Peças de grifes famosas são feitas por mão-de-obra barata em confins do mundo

Uma série da acidentes e incidentes envolvendo fábricas de roupas em Bangladesh e Vietnã, ao longo deste ano, lançou luz sobre as precárias condições de trabalho da indústria de vestuário naqueles confins do mundo. E, como não poderia deixar de ser, abriu uma discussão sobre ética nos negócios.

fabrica-3mundo-350Não deixo de me engajar nela, mas o que mais me chamou a atenção nessas tragédias não foi a previsível discussão acerca do dilema que a economia globalizada nos impõe todos os dias: priorizar nosso lado consumidor ou cidadão. Afinal, sabe-se de cor que roupas baratas são excelentes iscas para agradar ao primeiro, mas jamais seriam aprovadas pelo segundo, presumivelmente conhecedor das condições em que são produzidas. 

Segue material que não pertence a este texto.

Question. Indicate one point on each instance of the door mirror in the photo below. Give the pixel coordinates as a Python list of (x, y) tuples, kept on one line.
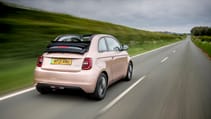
[(124, 47)]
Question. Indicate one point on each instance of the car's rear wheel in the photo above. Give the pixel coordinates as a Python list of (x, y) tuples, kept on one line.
[(43, 90), (129, 72), (101, 87)]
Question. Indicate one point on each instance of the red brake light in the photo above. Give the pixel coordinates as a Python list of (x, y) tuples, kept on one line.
[(39, 61), (87, 64), (62, 46)]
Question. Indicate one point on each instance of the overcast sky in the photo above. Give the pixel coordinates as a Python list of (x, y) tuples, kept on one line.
[(155, 15)]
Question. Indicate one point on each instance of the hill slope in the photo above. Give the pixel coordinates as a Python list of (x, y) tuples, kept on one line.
[(25, 33)]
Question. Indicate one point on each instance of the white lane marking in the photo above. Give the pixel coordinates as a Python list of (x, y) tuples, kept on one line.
[(156, 49), (26, 90), (164, 59), (121, 96), (16, 93)]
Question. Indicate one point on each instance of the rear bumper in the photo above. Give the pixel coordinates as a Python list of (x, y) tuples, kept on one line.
[(85, 80)]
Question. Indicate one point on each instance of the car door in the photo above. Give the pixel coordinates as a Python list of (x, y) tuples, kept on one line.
[(119, 58)]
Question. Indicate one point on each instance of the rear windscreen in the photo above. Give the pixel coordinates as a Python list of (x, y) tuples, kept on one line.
[(70, 44)]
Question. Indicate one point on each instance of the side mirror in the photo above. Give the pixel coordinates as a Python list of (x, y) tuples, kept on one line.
[(124, 47)]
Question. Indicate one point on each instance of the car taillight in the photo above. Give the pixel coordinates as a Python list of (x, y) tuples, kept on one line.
[(39, 61), (87, 64)]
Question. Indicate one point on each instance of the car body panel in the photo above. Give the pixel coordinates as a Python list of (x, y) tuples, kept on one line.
[(113, 63)]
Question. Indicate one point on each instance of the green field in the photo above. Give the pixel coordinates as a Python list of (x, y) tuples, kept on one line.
[(203, 42), (25, 33)]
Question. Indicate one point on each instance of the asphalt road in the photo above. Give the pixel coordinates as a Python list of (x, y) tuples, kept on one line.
[(175, 84)]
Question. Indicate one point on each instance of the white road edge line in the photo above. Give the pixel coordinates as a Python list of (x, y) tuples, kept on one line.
[(114, 101), (156, 49), (164, 59), (16, 93), (32, 88)]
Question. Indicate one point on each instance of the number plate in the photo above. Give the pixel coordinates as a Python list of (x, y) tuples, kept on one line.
[(61, 61)]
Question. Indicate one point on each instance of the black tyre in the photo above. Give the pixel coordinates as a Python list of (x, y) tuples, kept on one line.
[(43, 90), (129, 72), (101, 87)]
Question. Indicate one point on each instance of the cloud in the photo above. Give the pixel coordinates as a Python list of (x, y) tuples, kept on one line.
[(162, 15)]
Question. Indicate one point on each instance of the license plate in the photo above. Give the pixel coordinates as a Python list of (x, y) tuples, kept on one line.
[(61, 61)]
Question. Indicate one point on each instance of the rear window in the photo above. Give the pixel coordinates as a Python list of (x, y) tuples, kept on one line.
[(70, 44)]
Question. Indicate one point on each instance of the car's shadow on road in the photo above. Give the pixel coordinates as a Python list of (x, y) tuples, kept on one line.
[(77, 95)]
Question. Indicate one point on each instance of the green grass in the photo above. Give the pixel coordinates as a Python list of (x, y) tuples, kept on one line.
[(203, 42), (25, 33)]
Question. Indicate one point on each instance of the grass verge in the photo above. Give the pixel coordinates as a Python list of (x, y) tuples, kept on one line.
[(204, 43)]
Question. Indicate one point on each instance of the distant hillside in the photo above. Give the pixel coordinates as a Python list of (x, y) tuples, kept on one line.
[(25, 33)]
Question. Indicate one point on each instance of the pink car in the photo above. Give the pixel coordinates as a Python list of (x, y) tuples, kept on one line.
[(87, 62)]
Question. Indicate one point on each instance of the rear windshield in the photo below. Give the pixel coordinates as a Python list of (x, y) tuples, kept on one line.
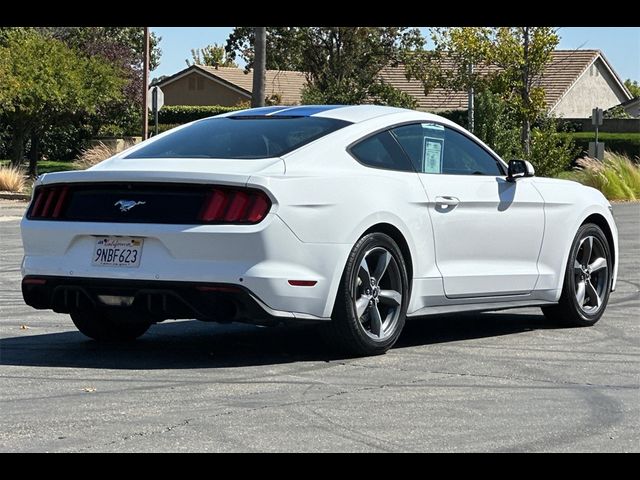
[(240, 137)]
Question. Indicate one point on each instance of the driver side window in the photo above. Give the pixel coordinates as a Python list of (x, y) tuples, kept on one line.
[(434, 148)]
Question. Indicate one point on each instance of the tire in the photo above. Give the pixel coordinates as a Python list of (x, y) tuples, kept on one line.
[(585, 291), (103, 326), (368, 318)]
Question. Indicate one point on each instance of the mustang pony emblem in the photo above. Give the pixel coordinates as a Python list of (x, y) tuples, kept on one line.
[(126, 205)]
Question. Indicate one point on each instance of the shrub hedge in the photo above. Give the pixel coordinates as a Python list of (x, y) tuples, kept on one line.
[(624, 143), (179, 114)]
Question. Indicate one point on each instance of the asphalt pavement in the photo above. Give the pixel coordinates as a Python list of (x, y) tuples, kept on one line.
[(507, 381)]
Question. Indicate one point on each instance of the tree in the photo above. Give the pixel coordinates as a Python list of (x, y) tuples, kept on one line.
[(43, 81), (259, 67), (211, 56), (342, 64), (519, 53), (283, 47), (633, 87), (124, 48), (522, 53)]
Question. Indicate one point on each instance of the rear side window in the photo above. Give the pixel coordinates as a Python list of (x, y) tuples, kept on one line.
[(435, 148), (240, 138), (381, 151)]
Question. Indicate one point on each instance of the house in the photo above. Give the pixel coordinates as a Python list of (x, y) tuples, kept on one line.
[(631, 107), (575, 81), (227, 86)]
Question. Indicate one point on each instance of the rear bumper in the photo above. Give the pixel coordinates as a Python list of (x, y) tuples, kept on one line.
[(159, 300), (260, 259)]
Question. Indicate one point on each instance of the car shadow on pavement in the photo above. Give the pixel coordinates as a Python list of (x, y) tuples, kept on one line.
[(192, 344)]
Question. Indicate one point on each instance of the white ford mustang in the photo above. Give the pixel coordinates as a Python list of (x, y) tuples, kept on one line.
[(355, 216)]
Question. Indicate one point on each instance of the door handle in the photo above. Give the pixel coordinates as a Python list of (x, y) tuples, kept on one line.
[(447, 201)]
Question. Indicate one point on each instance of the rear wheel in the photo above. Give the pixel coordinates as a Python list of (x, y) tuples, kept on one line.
[(371, 304), (587, 280), (104, 325)]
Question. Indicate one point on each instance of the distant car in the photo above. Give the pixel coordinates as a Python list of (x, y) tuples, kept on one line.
[(352, 216)]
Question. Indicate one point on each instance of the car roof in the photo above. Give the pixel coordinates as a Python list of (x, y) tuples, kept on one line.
[(349, 113)]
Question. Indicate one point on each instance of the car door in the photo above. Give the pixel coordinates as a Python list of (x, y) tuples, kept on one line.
[(487, 231)]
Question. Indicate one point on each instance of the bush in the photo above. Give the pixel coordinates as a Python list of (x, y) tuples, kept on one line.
[(623, 143), (551, 151), (64, 142), (11, 179), (617, 177), (179, 114), (494, 124), (96, 154)]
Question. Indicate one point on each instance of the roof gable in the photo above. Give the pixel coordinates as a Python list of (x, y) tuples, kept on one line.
[(564, 69), (287, 84)]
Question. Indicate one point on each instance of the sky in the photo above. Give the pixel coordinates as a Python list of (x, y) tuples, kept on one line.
[(621, 45)]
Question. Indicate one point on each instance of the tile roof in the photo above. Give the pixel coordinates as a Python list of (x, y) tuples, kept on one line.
[(286, 83), (565, 68)]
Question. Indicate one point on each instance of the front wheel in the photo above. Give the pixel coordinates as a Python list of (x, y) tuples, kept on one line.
[(587, 280), (101, 325), (371, 304)]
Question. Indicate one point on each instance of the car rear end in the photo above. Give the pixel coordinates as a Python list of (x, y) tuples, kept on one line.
[(173, 238)]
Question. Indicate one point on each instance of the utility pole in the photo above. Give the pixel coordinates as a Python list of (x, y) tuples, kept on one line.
[(259, 67), (145, 86), (470, 104)]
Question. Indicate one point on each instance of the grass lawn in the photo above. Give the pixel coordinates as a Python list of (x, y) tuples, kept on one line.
[(47, 166)]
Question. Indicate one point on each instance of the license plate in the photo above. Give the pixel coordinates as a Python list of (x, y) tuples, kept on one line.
[(117, 252)]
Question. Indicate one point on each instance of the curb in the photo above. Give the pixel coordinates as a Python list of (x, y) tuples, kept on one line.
[(15, 196)]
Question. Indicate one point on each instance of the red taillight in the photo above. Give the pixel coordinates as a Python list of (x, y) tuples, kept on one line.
[(225, 205), (49, 202)]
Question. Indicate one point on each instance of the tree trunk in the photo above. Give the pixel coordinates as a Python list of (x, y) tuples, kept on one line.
[(34, 154), (259, 67), (17, 146), (525, 136)]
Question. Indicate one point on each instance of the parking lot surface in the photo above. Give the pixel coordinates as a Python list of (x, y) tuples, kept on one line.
[(507, 381)]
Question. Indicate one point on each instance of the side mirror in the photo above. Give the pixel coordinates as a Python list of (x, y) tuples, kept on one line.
[(518, 169)]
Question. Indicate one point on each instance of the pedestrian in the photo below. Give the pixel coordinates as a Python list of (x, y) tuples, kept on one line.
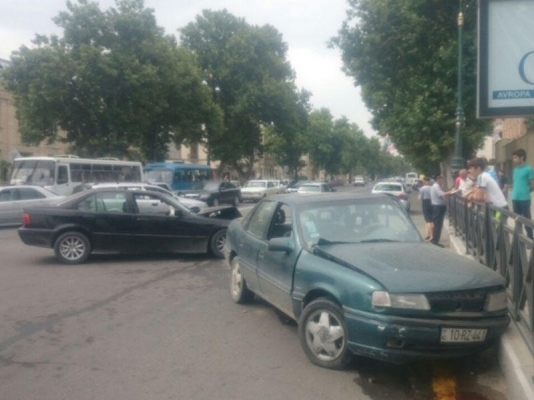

Por isso, interessou-me mais outro aspecto desses episódios. Algumas das fábricas onde os acidentes aconteceram não produziam roupas apenas para varejistas barateiros, como Zara, H&M, Gap e Wal Mart. Fabricavam-nas para grifes como Giorgio Armani, Ralph Lauren e Hugo Boss (ao menos as peças mais simples, como camisetas). Quando essas peças chegavam ao varejo americano, recebiam um mark-up violentamente maior que suas “assemelhadas” sem grife, mesmo que a diferença de qualidade entre elas ficasse resumida a detalhes – coisa de centavos no custo unitário de produção.

Não sei se já contei aqui, mas, em todo caso, repito. Anos atrás, tive contato com uma dona de casa que se tornara sócia de uma butique sofisticada da qual era, até aquele momento, cliente. Selada a sociedade, a recém-microempresária foi convocada pela sócia veterana a conhecer os meandros do negócio, percorrendo durante um dia inteiro os principais fornecedores da loja: costureiras, fabricantes de tecido, armarinhos, etc. Exausta ao fim do dia, resumiu assim suas impressões: “Caiu o mito!”. 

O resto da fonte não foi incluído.